S’inscrivant en partie dans cette tendance, le Centre études, réserves et partenariat de l’armée de l’Air (CERPA) invitait chercheurs militaires et universitaires à considérer l’impact des années de guerre sur l’aviation militaire française, lors d’un colloque accueilli le 30 octobre 2018 par la Mairie de Paris. Aussi s’est-il agit de mieux appréhender la « révolution aéronautique » intervenue entre 1914 et 1918, comme le posait le propos introductif du Professeur émérite François Cochet (Université de Lorraine).

1. Des techniques mises au point pendant la guerre

Alors que les emplois de l’aéronautique se multiplient avec la guerre, de nouvelles techniques sont développées afin d’en tirer le meilleur profit militaire. L’adjudant Arnaud Hédin (escadron de défense sol-air 5/950 Barrois) a ainsi évoqué les contraintes physiques et techniques qui pesaient sur les liaisons entre le sol et l’avion.

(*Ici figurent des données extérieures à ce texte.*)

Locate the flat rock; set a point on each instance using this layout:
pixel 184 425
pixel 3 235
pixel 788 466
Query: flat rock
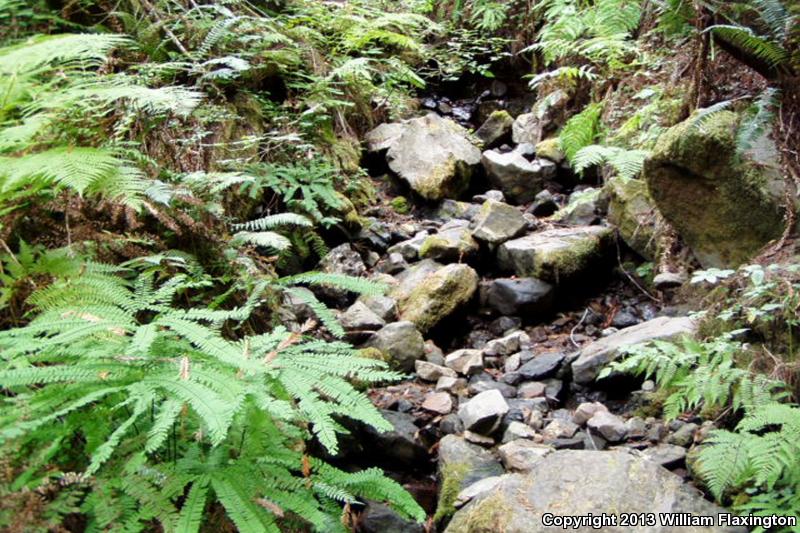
pixel 595 356
pixel 483 413
pixel 576 483
pixel 556 254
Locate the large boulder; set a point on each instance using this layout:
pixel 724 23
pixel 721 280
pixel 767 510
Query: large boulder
pixel 595 356
pixel 432 154
pixel 725 205
pixel 400 343
pixel 556 254
pixel 571 483
pixel 633 213
pixel 425 297
pixel 460 465
pixel 497 222
pixel 519 178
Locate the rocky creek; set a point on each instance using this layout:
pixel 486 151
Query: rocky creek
pixel 510 288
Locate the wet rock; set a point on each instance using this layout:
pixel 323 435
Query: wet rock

Le développement de ces techniques de communication, de la signalétique au sol jusqu’à la TSF embarquée à la fin de la guerre, a permis à des escadrilles spécialisées dans le réglage de communiquer leurs observations aux artilleurs et, partant, de rationaliser les tirs. À l’armistice, le nombre de signaux disponibles avait quintuplé, permettant de raffiner les communications et de transmettre ces techniques au domaine civil.

L’observateur du début de la guerre s’inscrivait désormais dans un système de renseignement aérien pleinement intégré par l’état-major, comme l’a analysé le capitaine Baptiste Colom-Y-Canals (École de l’air). La photographie permettant d’apporter rapidement des informations fiables, une unité complète est organisée dans l’escadrille pour le traitement et l’interprétation des photos ramenées du front, avant qu’un système de transmission passe l’information aux autres services. Si le rendement reste limité à vingt-quatre plaques par vol, l’année 1918 marque les premières expérimentations de systèmes automatiques et de pellicule argentique. Le groupement de Paul-Louis Weiller, par les appuis politiques dont il bénéficie, peut librement tester ces dispositifs et fait remonter ses renseignements directement à Foch, témoignant d’une acculturation du haut-commandement à ce système d’information. Une dimension stratégique du renseignement aérien qui a pu être occultée après la guerre par l’armée de Terre pour minimiser son importance.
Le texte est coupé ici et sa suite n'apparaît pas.